KVPT-Valley Public Television said it has joined with the Great Valley Center on the production of a new public affairs series, “Great Valley,” to premiere on KVPT Feb. 5 at 7:30 p.m.
The series will explore solutions to the economic, social and environmental challenges facing the Central Valley, where the population is expected to double over the next four decades, the station said in a new release.
“Every week we hear from our viewers how much they miss having a program that delves into local issues.
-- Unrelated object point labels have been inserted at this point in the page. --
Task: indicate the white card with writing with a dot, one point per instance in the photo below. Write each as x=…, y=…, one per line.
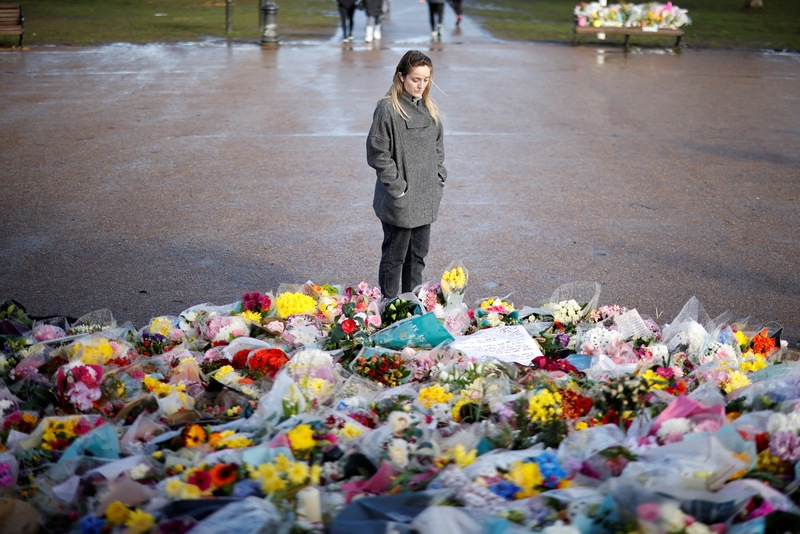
x=631, y=325
x=505, y=343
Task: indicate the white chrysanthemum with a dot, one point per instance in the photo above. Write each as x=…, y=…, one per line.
x=677, y=426
x=398, y=421
x=698, y=528
x=139, y=471
x=696, y=337
x=398, y=453
x=567, y=312
x=599, y=341
x=673, y=517
x=560, y=528
x=781, y=421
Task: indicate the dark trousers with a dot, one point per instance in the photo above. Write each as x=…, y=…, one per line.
x=436, y=10
x=402, y=258
x=346, y=14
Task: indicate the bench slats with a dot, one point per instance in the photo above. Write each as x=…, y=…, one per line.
x=12, y=21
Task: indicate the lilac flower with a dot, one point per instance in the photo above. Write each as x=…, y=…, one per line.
x=6, y=477
x=48, y=332
x=92, y=525
x=82, y=396
x=505, y=489
x=786, y=446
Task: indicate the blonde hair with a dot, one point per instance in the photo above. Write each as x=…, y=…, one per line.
x=409, y=61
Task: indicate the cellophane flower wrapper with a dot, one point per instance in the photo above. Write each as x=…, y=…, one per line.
x=95, y=321
x=423, y=331
x=48, y=330
x=455, y=319
x=9, y=470
x=454, y=283
x=585, y=293
x=188, y=318
x=247, y=516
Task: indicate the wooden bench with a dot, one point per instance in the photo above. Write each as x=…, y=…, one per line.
x=627, y=32
x=11, y=21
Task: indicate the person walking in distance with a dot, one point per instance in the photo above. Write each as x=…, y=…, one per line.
x=436, y=15
x=458, y=9
x=374, y=9
x=347, y=10
x=405, y=146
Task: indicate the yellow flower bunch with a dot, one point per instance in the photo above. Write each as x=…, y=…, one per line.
x=160, y=388
x=654, y=380
x=752, y=362
x=162, y=326
x=138, y=521
x=57, y=430
x=461, y=456
x=223, y=371
x=454, y=280
x=178, y=489
x=735, y=380
x=284, y=474
x=460, y=404
x=493, y=302
x=117, y=513
x=290, y=303
x=349, y=431
x=301, y=437
x=93, y=351
x=433, y=395
x=251, y=316
x=741, y=339
x=545, y=406
x=527, y=476
x=231, y=440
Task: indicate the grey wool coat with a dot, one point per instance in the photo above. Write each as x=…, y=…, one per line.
x=408, y=158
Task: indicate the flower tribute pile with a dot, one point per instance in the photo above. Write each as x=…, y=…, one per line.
x=649, y=15
x=323, y=408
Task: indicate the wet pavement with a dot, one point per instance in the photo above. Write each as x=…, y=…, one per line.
x=147, y=179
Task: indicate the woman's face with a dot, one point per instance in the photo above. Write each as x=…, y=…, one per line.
x=417, y=80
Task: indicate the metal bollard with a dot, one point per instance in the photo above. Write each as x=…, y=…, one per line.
x=270, y=12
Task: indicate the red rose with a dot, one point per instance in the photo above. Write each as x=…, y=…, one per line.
x=240, y=358
x=349, y=326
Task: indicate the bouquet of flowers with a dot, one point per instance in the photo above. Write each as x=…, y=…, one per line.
x=382, y=366
x=454, y=284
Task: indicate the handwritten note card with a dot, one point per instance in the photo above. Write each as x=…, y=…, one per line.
x=632, y=326
x=505, y=343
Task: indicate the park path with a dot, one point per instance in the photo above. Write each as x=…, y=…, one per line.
x=147, y=179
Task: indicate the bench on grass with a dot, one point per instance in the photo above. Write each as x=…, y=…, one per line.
x=627, y=32
x=11, y=21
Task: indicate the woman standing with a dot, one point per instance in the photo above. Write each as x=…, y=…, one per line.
x=347, y=9
x=405, y=146
x=374, y=9
x=436, y=14
x=458, y=9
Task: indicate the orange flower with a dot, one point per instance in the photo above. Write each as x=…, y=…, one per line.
x=762, y=343
x=223, y=474
x=194, y=436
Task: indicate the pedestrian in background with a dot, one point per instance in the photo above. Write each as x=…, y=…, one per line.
x=374, y=10
x=347, y=10
x=436, y=14
x=405, y=146
x=457, y=7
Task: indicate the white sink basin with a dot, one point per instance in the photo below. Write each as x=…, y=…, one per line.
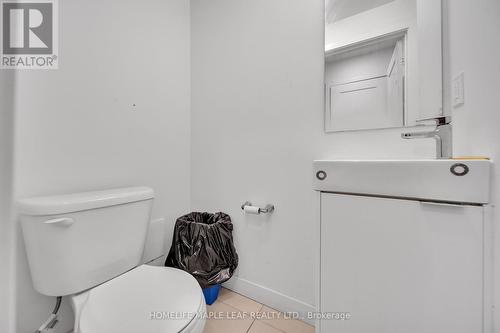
x=461, y=181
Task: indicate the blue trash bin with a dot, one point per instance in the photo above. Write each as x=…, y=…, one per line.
x=211, y=293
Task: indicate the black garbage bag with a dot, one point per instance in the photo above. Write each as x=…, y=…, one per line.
x=203, y=246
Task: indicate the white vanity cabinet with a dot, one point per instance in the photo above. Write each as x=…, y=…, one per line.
x=401, y=265
x=404, y=246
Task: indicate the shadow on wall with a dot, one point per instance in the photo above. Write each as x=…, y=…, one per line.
x=7, y=83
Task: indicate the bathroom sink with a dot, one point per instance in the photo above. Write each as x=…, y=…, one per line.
x=446, y=180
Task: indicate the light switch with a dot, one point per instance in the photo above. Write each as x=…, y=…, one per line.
x=458, y=90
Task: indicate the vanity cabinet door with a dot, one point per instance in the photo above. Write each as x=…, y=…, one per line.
x=400, y=265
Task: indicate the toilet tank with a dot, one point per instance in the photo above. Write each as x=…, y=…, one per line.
x=77, y=241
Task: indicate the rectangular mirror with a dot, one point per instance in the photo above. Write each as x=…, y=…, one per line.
x=382, y=63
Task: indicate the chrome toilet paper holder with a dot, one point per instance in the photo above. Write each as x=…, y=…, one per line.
x=266, y=210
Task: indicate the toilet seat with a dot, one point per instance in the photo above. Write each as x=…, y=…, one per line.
x=147, y=299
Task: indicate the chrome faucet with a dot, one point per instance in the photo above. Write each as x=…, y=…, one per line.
x=442, y=134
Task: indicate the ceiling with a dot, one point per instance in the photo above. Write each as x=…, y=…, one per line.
x=339, y=9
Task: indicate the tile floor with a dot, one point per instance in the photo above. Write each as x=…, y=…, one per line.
x=232, y=313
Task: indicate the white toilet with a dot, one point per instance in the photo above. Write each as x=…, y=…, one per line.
x=89, y=245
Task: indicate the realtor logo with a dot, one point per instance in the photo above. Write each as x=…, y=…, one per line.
x=29, y=34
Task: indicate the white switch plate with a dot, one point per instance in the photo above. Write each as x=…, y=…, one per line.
x=458, y=90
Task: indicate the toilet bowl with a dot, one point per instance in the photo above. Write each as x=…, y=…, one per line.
x=147, y=299
x=88, y=246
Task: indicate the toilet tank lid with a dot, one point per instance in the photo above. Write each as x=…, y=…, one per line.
x=75, y=202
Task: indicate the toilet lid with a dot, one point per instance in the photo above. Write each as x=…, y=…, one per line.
x=147, y=299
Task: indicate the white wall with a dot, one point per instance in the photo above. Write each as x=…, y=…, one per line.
x=257, y=125
x=6, y=227
x=472, y=47
x=396, y=15
x=77, y=127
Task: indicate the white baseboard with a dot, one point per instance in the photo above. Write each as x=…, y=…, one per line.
x=269, y=297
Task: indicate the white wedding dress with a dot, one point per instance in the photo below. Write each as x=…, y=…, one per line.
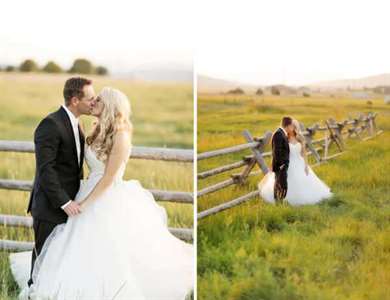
x=118, y=248
x=301, y=188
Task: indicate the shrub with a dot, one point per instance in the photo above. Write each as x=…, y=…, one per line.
x=10, y=69
x=275, y=91
x=81, y=66
x=28, y=66
x=237, y=91
x=100, y=70
x=52, y=67
x=259, y=92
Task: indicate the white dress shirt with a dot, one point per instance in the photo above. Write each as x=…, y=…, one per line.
x=285, y=132
x=75, y=126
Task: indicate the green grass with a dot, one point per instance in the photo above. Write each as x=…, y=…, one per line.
x=339, y=249
x=162, y=117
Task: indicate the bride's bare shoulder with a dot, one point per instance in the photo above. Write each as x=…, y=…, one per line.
x=122, y=136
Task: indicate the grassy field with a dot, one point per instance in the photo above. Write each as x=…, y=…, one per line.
x=162, y=117
x=339, y=249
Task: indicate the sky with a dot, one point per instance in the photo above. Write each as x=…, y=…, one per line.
x=119, y=34
x=258, y=41
x=293, y=42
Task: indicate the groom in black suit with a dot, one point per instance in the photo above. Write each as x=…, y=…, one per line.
x=59, y=153
x=280, y=158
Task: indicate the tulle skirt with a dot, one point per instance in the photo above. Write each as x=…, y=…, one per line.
x=118, y=248
x=301, y=188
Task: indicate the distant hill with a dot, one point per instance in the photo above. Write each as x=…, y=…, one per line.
x=156, y=73
x=214, y=85
x=369, y=82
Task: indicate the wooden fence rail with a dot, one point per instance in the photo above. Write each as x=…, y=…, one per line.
x=148, y=153
x=137, y=152
x=335, y=134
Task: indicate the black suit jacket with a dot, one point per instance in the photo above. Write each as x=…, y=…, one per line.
x=280, y=151
x=58, y=173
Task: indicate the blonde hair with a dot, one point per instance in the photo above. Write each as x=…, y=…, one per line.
x=115, y=116
x=299, y=136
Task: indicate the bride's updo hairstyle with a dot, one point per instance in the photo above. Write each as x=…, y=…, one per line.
x=115, y=116
x=299, y=134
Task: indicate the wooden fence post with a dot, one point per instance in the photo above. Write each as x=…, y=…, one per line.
x=257, y=151
x=309, y=140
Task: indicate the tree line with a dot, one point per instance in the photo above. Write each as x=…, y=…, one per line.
x=80, y=66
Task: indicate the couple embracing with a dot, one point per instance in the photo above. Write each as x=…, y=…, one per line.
x=291, y=180
x=103, y=237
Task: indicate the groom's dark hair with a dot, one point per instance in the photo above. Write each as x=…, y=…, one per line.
x=74, y=88
x=286, y=121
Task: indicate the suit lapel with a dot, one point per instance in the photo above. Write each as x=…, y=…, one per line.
x=68, y=126
x=82, y=143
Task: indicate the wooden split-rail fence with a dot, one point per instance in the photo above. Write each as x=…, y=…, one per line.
x=149, y=153
x=362, y=127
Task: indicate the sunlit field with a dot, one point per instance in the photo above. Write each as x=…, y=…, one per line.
x=162, y=117
x=339, y=249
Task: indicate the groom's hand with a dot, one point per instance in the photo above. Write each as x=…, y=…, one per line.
x=72, y=209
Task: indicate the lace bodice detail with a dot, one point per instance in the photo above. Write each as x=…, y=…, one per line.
x=96, y=167
x=295, y=151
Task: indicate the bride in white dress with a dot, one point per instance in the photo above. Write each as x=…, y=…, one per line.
x=119, y=247
x=303, y=185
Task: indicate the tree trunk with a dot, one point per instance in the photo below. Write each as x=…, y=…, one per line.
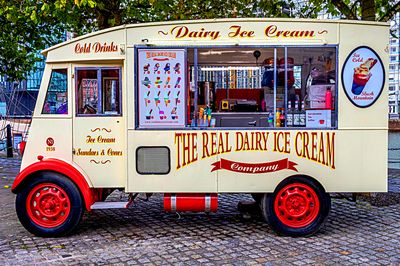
x=368, y=10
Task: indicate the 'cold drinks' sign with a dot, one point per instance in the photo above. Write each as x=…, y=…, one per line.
x=363, y=76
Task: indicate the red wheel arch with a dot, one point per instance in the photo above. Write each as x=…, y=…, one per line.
x=60, y=167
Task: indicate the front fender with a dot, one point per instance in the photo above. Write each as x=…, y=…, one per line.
x=60, y=167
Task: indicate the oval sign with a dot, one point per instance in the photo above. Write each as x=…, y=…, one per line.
x=363, y=76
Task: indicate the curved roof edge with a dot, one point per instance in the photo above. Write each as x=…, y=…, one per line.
x=175, y=22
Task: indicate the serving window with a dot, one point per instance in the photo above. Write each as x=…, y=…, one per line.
x=56, y=101
x=237, y=87
x=98, y=91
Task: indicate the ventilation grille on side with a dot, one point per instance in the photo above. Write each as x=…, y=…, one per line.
x=153, y=160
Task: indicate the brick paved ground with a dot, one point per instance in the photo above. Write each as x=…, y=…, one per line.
x=355, y=233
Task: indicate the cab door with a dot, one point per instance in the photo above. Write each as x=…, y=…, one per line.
x=98, y=125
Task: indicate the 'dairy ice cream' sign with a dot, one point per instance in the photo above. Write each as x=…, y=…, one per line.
x=363, y=76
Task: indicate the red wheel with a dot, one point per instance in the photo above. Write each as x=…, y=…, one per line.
x=299, y=206
x=296, y=205
x=48, y=205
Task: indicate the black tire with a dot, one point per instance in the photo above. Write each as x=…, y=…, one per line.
x=49, y=205
x=292, y=215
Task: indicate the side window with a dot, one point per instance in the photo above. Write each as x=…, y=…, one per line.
x=98, y=91
x=56, y=101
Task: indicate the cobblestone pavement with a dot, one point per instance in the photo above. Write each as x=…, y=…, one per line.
x=355, y=233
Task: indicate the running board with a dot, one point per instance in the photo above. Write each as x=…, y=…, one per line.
x=109, y=205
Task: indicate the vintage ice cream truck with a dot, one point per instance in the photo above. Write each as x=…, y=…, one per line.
x=286, y=110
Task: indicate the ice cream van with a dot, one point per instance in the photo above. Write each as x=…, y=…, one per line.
x=288, y=111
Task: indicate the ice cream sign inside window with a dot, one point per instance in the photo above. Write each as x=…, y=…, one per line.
x=161, y=87
x=363, y=76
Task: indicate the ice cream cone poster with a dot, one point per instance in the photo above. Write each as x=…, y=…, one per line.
x=161, y=87
x=363, y=76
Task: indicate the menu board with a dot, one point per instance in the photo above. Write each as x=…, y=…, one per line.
x=89, y=92
x=161, y=85
x=363, y=76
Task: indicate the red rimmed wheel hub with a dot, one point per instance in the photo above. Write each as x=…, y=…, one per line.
x=48, y=205
x=297, y=205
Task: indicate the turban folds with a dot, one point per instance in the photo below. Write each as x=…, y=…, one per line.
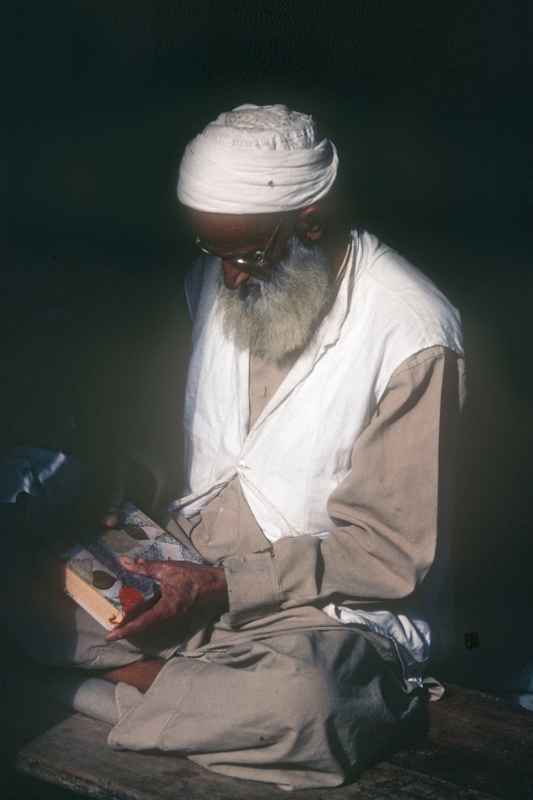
x=257, y=159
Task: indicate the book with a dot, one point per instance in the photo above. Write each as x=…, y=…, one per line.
x=95, y=579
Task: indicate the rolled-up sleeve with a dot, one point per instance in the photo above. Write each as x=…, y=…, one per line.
x=385, y=516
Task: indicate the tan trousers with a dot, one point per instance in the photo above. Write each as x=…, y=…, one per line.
x=294, y=698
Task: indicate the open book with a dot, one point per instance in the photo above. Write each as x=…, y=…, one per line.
x=96, y=580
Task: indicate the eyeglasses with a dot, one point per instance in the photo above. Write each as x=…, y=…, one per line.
x=253, y=263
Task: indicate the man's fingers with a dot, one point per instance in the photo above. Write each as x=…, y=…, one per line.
x=137, y=625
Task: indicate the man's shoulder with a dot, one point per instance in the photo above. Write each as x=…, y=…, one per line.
x=400, y=297
x=384, y=271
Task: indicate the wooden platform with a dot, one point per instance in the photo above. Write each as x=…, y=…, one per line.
x=479, y=748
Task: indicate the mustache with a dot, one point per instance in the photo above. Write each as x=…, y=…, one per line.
x=277, y=318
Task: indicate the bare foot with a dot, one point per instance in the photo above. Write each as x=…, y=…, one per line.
x=140, y=674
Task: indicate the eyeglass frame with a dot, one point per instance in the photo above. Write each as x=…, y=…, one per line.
x=255, y=262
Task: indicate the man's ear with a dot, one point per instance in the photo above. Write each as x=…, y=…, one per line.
x=310, y=224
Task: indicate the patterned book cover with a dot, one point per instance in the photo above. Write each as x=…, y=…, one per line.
x=95, y=579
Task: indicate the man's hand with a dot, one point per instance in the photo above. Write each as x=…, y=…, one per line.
x=185, y=588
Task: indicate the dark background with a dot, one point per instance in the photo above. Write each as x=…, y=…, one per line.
x=429, y=105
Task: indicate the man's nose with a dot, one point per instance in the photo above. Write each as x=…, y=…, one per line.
x=233, y=277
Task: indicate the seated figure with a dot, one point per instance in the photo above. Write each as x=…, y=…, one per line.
x=322, y=403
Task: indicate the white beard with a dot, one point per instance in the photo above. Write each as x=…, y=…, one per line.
x=277, y=318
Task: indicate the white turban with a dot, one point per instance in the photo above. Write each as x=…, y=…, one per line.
x=257, y=159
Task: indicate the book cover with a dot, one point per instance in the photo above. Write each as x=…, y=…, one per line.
x=95, y=579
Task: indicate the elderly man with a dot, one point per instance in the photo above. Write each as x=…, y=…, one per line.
x=322, y=402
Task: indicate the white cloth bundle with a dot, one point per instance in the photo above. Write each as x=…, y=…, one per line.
x=257, y=159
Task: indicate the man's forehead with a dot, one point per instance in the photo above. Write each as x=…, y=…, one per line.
x=214, y=227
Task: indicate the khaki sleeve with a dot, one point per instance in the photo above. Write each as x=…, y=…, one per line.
x=387, y=513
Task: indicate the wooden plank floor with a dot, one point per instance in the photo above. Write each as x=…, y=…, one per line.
x=479, y=748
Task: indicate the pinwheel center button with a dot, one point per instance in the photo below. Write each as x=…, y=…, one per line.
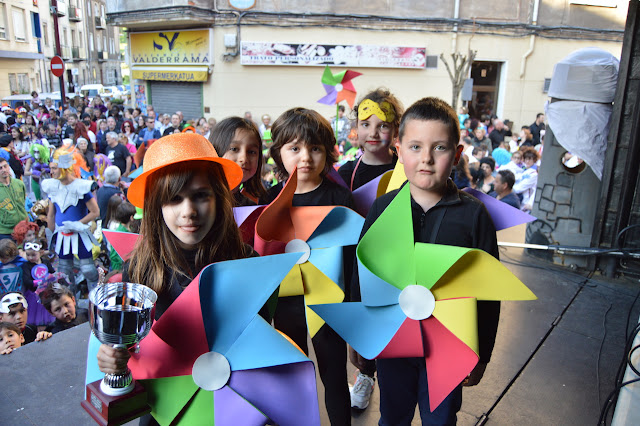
x=298, y=246
x=417, y=302
x=211, y=371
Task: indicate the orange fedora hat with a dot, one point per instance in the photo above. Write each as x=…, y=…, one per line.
x=177, y=148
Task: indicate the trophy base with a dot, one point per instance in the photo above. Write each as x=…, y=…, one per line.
x=115, y=410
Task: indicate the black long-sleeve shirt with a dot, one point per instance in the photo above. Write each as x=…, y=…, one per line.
x=458, y=219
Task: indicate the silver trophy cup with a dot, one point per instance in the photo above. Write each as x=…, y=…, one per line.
x=121, y=315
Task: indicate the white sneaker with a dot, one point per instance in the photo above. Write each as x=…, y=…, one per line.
x=361, y=391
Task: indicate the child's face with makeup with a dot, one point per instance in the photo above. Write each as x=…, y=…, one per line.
x=33, y=256
x=64, y=309
x=9, y=339
x=375, y=135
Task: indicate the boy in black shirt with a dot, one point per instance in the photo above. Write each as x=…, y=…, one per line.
x=429, y=134
x=304, y=141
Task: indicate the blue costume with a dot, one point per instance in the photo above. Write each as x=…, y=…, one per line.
x=71, y=236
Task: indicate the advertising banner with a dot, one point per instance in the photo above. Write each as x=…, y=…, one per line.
x=360, y=55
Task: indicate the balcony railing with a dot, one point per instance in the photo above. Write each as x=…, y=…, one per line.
x=62, y=8
x=75, y=13
x=79, y=53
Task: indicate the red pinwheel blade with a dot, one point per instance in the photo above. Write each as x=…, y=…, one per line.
x=269, y=388
x=170, y=350
x=449, y=360
x=406, y=343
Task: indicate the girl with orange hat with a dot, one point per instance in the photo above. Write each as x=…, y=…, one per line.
x=187, y=224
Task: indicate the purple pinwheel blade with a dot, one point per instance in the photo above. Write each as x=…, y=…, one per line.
x=503, y=215
x=286, y=393
x=231, y=409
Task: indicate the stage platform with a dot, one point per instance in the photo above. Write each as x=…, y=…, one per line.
x=554, y=362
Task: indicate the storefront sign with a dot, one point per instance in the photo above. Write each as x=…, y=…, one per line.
x=374, y=56
x=187, y=47
x=171, y=73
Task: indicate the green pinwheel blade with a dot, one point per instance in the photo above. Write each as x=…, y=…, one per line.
x=434, y=260
x=168, y=396
x=332, y=79
x=200, y=410
x=387, y=249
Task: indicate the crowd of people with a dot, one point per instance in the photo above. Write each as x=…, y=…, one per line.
x=66, y=176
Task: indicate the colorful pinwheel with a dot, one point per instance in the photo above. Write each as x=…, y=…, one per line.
x=319, y=274
x=211, y=359
x=339, y=87
x=419, y=300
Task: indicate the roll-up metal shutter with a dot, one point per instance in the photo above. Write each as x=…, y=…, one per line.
x=169, y=97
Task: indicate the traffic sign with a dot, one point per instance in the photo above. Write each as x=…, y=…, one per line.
x=57, y=66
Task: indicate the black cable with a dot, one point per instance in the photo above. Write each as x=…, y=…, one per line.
x=623, y=230
x=613, y=396
x=604, y=335
x=626, y=327
x=609, y=403
x=630, y=363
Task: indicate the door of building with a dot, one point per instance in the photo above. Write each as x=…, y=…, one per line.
x=169, y=97
x=486, y=85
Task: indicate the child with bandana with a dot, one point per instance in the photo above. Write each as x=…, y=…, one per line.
x=378, y=117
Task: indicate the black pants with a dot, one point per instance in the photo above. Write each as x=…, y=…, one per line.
x=331, y=354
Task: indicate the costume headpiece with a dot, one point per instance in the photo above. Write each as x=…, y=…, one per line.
x=178, y=148
x=383, y=110
x=12, y=299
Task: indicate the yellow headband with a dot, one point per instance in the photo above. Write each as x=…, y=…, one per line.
x=384, y=110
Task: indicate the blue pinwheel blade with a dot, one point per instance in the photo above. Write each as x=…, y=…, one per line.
x=341, y=227
x=374, y=290
x=367, y=329
x=232, y=293
x=330, y=262
x=260, y=345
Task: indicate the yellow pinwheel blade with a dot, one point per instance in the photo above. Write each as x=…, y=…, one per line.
x=480, y=275
x=292, y=285
x=460, y=316
x=319, y=289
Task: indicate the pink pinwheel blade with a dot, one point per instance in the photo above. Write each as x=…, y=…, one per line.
x=176, y=340
x=406, y=343
x=348, y=85
x=449, y=360
x=285, y=393
x=122, y=242
x=329, y=99
x=231, y=409
x=350, y=75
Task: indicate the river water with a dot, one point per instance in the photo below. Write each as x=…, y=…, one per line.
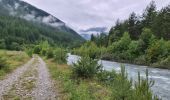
x=160, y=76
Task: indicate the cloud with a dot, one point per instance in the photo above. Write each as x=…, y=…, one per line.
x=83, y=14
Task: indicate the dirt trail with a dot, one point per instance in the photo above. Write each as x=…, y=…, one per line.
x=6, y=84
x=45, y=89
x=31, y=81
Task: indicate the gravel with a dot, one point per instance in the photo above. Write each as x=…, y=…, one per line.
x=38, y=73
x=45, y=87
x=6, y=84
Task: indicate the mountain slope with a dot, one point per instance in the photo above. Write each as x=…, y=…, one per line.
x=27, y=24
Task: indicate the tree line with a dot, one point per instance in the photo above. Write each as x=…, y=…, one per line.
x=139, y=39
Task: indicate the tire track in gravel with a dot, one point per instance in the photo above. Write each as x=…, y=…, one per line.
x=23, y=88
x=6, y=84
x=45, y=88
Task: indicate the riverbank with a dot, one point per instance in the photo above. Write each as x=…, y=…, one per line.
x=155, y=65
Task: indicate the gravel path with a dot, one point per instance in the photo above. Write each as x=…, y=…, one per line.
x=45, y=89
x=6, y=84
x=31, y=81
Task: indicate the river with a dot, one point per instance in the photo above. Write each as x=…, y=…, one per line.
x=160, y=76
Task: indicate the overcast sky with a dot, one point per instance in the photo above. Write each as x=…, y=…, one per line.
x=84, y=14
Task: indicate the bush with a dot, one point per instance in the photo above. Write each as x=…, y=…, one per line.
x=86, y=67
x=50, y=53
x=60, y=55
x=37, y=49
x=122, y=87
x=3, y=64
x=142, y=89
x=29, y=52
x=106, y=77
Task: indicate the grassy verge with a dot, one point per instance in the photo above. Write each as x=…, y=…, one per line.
x=10, y=60
x=76, y=89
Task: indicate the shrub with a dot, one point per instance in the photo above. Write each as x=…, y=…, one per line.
x=60, y=55
x=106, y=77
x=3, y=64
x=50, y=53
x=142, y=89
x=37, y=49
x=29, y=52
x=122, y=87
x=86, y=67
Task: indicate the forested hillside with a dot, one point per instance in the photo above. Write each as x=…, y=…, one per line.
x=157, y=21
x=141, y=39
x=16, y=32
x=22, y=24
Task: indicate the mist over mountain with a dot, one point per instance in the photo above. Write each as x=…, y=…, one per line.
x=94, y=30
x=58, y=32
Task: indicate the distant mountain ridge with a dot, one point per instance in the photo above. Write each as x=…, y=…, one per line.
x=40, y=18
x=94, y=30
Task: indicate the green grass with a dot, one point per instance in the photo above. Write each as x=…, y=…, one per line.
x=76, y=89
x=13, y=59
x=104, y=86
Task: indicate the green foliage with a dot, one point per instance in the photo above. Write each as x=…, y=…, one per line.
x=142, y=88
x=60, y=55
x=16, y=32
x=50, y=53
x=86, y=67
x=106, y=77
x=89, y=49
x=37, y=49
x=122, y=87
x=3, y=63
x=156, y=51
x=29, y=52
We’ve taken great care to ensure ‘Great Valley’ exceeds the standard for viewers who are looking for information on the issues that matter most to us,” said KVPT President and CEO Paula Castadio.
Hosting the series will be David Hosley, president of the Great Valley Center, a nonprofit that supports activities and organizations benefitting the economic, social and environmental well-being of the Central Valley.
Topics for the series’ first season include population growth, healthcare, land use, care for the environment, education, employment, civic and social engagement, agriculture and the arts.
“Providing a platform to discuss solutions to local issues is our primary objective with GREAT VALLEY,” Hosley said.
Castadio said that three program funders stepped forward to make production of the series a reality. “AT&T, The San Joaquin Valley Air District and the San Joaquin Valley Council of Governments share in our desire to connect Valley viewers to these important issues and strengthen local communities,” she said.
The series will feature a companion Web site at GreatValley.tv which will go live to coincide with the series premiere on Feb. 5. In addition to airing on Fridays at 7:30, each episode will be repeated on Fridays at 11 p.m. and on Sunday mornings at 10:30 a.m.
Select episodes of the series will also air on public television stations KVIE, serving the Sacramento-Stockton-Modesto market and KIXE, serving the Chico-Redding market.
KVPT-Valley Public Television said it has served the Central Valley’s community for more than 30 years.